I also don't mean to condescend, and I can understand from my writings how my tone might be interpreted that way. But what is the right thing to do in these situations? Discussions on HN of security and the political ramifications are dominated by the volume and aggression of this person and s73v3r_ and others of similar style, and it is taking a toll - people who are quiter but more knowledgeable (and to be clear: I'm not saying I'm either of those things) are being shut out. Can't you see it?
It reminds me of far-right AM radio. I don't want to find myself just tuning out of HN entirely, so I'm trying to be a little more proactive.
On the other hand, I certainly don't want to respond to vitriol with vitriol, but I do want to try to find common ground so we can all learn from each other instead of bark about who's right and who's wrong on these minuscule, mundane points.
Again: Although I think I've been quite explicit rather than lean on insinuation, I apologize for portions of my tone. I'm not a mean person; I'm just trying something new in an effort to change the direction of these things.
getrandom(...,0) isn't the blocking version of getrandom, nor is it equivalent to /dev/random. I'm not sure you're even clear what you've been arguing about.
Dude... Come on - why does everything have to be a ridiculous tug of war?
> getrandom(...,0) isn't the blocking version of getrandom
As I have pointed out, and Cory pointed out in that thread - getrandom(flags=0) does block in the rare occasion that blocking is needed and at no subsequent time. That's all I said.
> nor is it equivalent to /dev/random
When did I say that is was? When did I ever even mention /dev/random?
You are the only one that keeps bringing up /dev/random.
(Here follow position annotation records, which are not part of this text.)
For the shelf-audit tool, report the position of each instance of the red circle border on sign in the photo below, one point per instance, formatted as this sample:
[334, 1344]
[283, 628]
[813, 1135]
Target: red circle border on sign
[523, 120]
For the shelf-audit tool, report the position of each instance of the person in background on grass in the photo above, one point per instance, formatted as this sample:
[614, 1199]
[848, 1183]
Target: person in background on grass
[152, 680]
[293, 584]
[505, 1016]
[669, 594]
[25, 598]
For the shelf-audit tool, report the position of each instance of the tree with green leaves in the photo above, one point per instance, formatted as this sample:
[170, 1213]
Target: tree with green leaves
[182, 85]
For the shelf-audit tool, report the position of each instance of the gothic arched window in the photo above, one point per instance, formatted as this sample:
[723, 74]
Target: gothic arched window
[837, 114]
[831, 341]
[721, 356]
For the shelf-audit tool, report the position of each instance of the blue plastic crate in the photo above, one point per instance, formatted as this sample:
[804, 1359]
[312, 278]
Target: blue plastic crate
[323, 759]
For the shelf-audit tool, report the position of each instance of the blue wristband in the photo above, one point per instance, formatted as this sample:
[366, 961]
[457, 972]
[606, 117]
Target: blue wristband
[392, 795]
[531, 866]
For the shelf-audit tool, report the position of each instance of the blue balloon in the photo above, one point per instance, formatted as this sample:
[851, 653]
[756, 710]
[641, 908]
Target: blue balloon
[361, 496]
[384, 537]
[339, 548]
Instead of refactoring my statements and then taking a nugget of knowledge in an effort to disagree with me and win a point: read what I have actually written. Please. Just slow down a little.
I really don't want to argue with you any more. I do hope that you stop hammering the "use urandom use urandom use urandom waaaahh" thing, but I can't control you.
The right answer moving forward, for almost everyone, is getrandom, not urandom.
The truth is: before I opened that stackexchange question, I was only 90% sure. But now I'm confident I have the right answer. If I'm still wrong, then by all means correct me - you have a link to the open stackexchange question.
Python has done the right thing. So have other toolchains. As far as I can tell, everything is good. We can all just chill.
The "right" behavior you're referring to was literally motivated by the article you're criticizing as "dangerous", as is, I believe, the default behavior of the system call itself.
But, as far as I can tell - and I do indeed write with this in mind - the movement to create applications for very fresh, naive installations such as containers or IoT devices, does indeed present a problem for purely-blocking random.
My sense is that you and others in the community encouraging blind trust of /dev/urandom need to adjust your language when consulting on this matter in the future.
Since I mostly write python, I'm happy that this has been worked out and that python now uses blocking random (via getrandom(flags=0)) in these very rare situations.